GPs agree ban on operations for smokers and obese patients

GPs have signed off a series of sweeping referral restrictions by NHS managers that will bar smokers and overweight patients from being referred for surgery, as PCTs across the country bring in new cost-saving restrictions.


Both LMCs and GP consortium leaders have backed moves by NHS Hertfordshire to block any patient with a BMI over 30 from being referred for routine joint replacement surgery without first being referred to a weight management scheme. GPs will also be prevented from referring smokers for any orthopaedic surgery until they have been referred for smoking cessation.

GPC leaders are seeking legal advice on the controversial plans and are warning that a number of trusts across England have suggested they may follow suit. Locally, the move has driven a wedge between GPs – with consortium leaders divided over the ethics of the restrictions and Hertfordshire LMC backing the plans by just one vote.

Meanwhile, a Pulse investigation covering 41 PCTs has found two-thirds have added new procedures to 'low clinical priority' lists since April, as trusts struggle to cut costs.

Procedures subject to new restrictions include the treatment of ganglions in Hampshire and DEXA scanning in primary prevention of osteoporotic fractures in men and women over 50 in Bristol. NHS Warrington has added 13 restrictions, including the treatment of obstructive sleep apnoea.

But it is the restrictions on treatment for smokers and obese patients that have prompted fiercest debate.

Dr Tony Kostick, joint chair of NHS Hertfordshire's clinical executive committee and chair of East & North Herts GP Commissioning Consortium, insisted the move was based on 'sound' clinical evidence.

He said: 'It's divisive in the sense some GPs don't want to confront the rationing debate. We spend fortunes on treatments of limited clinical value.'

A spokesperson for NHS Hertfordshire said the changes had been legally approved, and were necessary to 'make absolutely the best use of NHS resources'.

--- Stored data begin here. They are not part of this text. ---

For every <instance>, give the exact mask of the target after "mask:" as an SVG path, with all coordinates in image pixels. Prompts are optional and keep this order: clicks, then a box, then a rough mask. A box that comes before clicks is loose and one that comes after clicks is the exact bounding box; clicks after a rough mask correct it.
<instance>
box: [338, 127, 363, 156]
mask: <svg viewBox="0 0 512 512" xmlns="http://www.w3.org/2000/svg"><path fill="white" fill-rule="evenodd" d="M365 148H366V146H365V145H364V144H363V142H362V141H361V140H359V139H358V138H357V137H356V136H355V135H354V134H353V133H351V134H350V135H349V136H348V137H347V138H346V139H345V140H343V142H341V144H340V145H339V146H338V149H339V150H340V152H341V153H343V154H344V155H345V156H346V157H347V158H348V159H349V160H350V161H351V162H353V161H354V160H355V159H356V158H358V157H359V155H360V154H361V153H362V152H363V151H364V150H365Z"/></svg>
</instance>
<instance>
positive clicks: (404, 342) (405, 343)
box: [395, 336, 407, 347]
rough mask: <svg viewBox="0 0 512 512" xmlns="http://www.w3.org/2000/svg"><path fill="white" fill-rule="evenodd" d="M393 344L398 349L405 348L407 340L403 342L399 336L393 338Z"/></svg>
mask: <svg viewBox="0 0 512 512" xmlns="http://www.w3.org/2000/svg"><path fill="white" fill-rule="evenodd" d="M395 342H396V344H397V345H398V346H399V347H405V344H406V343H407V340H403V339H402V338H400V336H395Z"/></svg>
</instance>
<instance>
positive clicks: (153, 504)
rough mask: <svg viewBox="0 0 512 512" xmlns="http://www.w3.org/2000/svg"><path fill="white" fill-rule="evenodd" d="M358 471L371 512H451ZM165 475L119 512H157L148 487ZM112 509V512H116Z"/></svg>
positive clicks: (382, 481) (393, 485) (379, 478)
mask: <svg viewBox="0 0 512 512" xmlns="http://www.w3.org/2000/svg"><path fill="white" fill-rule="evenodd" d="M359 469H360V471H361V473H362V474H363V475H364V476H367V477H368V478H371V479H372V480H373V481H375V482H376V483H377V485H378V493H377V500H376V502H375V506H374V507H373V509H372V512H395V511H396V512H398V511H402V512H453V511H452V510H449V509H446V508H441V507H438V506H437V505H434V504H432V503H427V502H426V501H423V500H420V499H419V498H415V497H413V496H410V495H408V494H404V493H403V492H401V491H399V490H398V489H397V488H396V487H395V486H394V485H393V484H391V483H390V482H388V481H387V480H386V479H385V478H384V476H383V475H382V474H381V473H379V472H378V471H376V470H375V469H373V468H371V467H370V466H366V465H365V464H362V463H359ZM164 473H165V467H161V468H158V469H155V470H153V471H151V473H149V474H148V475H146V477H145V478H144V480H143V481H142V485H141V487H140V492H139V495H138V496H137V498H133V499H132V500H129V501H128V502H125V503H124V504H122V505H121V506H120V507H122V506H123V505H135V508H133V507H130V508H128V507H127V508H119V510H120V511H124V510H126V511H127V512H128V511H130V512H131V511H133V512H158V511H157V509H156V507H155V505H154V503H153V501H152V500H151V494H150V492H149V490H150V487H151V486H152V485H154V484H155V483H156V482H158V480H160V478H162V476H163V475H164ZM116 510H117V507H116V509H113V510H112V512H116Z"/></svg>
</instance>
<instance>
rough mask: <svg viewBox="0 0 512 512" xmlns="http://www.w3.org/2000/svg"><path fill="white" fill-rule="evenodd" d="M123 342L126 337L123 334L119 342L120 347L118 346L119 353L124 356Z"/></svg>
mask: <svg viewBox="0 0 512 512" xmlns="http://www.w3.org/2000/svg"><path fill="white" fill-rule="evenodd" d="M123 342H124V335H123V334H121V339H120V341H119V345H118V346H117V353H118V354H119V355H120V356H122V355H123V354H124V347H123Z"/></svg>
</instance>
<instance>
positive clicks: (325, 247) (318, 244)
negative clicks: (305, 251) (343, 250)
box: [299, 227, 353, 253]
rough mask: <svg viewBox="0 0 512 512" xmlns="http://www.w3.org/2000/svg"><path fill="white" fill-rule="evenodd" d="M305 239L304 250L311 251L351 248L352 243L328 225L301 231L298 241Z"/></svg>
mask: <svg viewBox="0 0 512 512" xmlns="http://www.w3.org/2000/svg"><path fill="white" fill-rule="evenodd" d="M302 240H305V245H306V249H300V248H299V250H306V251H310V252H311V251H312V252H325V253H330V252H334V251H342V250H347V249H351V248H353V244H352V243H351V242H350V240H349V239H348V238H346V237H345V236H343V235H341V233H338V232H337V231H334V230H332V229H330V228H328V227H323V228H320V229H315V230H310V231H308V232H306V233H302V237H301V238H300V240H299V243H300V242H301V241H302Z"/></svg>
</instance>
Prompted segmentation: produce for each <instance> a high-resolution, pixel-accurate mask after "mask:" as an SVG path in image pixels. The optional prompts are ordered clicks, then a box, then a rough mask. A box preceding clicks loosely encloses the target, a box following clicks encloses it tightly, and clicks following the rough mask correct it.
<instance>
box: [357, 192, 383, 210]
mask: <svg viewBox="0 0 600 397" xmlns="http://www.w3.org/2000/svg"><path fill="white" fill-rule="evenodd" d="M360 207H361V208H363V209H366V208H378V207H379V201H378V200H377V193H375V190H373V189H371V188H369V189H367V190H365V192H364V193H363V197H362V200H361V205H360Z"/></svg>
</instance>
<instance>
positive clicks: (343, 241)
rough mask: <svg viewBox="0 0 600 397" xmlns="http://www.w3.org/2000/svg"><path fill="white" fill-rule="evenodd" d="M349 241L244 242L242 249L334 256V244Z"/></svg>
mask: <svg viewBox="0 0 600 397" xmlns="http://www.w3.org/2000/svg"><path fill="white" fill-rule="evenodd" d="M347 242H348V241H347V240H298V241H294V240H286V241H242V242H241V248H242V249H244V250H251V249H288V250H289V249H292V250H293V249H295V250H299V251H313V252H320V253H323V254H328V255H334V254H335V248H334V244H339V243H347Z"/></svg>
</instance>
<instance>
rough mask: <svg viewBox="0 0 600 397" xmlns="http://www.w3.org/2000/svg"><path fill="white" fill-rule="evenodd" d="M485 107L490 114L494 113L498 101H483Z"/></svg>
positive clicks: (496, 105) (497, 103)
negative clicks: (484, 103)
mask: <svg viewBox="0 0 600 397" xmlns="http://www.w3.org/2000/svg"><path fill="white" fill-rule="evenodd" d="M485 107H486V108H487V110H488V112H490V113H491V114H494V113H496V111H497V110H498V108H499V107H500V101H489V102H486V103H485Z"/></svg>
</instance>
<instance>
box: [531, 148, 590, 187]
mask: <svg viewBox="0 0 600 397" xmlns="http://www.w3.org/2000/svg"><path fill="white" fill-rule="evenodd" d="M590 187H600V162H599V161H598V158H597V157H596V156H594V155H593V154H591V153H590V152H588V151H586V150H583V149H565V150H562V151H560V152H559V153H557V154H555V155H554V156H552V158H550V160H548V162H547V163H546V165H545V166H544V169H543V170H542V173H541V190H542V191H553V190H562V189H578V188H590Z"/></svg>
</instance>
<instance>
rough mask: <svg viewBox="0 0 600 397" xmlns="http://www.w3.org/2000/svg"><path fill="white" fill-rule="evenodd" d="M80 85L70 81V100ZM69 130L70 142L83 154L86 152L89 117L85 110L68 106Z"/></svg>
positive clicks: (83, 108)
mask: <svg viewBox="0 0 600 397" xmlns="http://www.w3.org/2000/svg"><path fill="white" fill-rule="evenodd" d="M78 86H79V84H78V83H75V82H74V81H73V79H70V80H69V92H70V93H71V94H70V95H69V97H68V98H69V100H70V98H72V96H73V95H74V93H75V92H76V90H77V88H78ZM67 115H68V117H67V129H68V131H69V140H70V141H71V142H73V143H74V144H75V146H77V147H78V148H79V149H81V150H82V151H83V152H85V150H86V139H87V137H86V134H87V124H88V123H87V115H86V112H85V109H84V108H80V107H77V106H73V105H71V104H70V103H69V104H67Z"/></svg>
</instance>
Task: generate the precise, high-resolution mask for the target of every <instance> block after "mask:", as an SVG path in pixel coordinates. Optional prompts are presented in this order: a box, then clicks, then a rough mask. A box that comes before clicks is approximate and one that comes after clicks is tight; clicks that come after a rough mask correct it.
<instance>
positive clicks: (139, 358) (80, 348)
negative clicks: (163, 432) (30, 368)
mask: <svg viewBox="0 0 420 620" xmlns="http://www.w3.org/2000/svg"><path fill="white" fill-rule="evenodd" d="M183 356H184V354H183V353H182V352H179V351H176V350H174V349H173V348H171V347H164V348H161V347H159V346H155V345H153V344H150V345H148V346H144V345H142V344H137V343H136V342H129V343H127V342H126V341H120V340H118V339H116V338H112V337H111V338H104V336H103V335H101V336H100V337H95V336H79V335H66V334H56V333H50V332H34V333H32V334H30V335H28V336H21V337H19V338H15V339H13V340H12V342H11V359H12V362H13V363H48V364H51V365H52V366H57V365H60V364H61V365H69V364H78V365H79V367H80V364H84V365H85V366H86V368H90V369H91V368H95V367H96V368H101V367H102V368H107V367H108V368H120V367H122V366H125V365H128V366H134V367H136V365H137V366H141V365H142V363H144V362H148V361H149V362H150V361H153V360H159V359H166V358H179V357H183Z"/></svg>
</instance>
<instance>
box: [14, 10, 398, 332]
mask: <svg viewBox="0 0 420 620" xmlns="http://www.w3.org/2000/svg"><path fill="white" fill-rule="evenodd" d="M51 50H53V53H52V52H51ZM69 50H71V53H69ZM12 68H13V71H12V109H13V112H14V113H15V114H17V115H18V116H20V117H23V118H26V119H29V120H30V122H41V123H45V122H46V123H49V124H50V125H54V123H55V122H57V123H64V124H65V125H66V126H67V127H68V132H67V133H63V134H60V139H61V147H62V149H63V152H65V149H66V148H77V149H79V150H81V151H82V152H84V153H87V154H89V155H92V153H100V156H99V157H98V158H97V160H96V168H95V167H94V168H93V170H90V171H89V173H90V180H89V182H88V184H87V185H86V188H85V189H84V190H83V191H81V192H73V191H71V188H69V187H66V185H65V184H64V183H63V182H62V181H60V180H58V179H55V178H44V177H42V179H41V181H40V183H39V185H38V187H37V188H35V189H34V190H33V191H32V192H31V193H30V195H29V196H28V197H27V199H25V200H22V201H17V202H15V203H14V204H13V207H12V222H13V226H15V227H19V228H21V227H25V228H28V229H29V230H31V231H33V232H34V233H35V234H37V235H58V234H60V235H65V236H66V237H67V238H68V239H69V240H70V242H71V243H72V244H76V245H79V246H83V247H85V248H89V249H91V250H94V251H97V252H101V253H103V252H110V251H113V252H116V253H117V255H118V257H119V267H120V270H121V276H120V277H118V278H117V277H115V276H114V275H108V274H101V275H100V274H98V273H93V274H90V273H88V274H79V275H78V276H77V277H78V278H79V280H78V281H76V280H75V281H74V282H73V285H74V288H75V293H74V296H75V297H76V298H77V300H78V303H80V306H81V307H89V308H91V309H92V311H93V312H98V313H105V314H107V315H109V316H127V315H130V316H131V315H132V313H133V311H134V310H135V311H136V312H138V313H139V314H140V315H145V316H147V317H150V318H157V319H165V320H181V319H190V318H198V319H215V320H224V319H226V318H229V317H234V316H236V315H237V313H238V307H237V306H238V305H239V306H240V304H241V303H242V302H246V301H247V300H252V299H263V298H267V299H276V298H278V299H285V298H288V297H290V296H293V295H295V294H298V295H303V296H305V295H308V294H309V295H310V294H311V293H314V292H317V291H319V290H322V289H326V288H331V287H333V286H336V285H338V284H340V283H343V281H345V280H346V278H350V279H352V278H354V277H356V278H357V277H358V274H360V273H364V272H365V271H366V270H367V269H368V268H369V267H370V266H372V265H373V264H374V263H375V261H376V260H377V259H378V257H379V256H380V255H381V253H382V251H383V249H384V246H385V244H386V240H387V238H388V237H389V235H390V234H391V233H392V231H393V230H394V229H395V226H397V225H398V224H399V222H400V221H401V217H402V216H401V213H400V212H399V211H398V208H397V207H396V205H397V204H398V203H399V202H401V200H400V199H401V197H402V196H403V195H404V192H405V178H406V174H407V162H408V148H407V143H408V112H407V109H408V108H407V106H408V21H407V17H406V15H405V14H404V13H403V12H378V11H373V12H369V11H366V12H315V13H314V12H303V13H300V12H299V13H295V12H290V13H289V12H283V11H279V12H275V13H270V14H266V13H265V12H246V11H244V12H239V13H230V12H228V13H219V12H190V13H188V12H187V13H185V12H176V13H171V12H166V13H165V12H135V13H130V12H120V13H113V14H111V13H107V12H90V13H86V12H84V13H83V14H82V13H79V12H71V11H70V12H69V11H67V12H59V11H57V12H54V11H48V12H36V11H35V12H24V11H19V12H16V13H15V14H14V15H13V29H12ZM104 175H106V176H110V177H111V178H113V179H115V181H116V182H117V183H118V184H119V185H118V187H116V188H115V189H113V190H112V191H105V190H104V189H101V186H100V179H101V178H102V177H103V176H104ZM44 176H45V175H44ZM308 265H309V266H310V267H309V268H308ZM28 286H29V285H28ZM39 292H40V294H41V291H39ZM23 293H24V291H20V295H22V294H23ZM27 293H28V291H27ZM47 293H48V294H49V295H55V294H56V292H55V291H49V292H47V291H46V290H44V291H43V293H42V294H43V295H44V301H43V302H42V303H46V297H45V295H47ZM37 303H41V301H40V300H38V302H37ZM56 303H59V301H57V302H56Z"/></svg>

But Dr Mike Ingram, chair of the single-practice Red House Consortium and a member of Hertfordshire LMC, said: 'Patients' access to services should be based on the care they require and not on a discriminatory policy. I'm very worried about denying people care on the basis they are fat.'

Dr Nigel Watson, chief executive of Wessex LMCs and chair of the GPC's commissioning and service development subcommittee, said he was discussing the restrictions with the BMA's legal department.

'My understanding is you cannot discriminate against patients on the basis of lifestyle choices,' he said.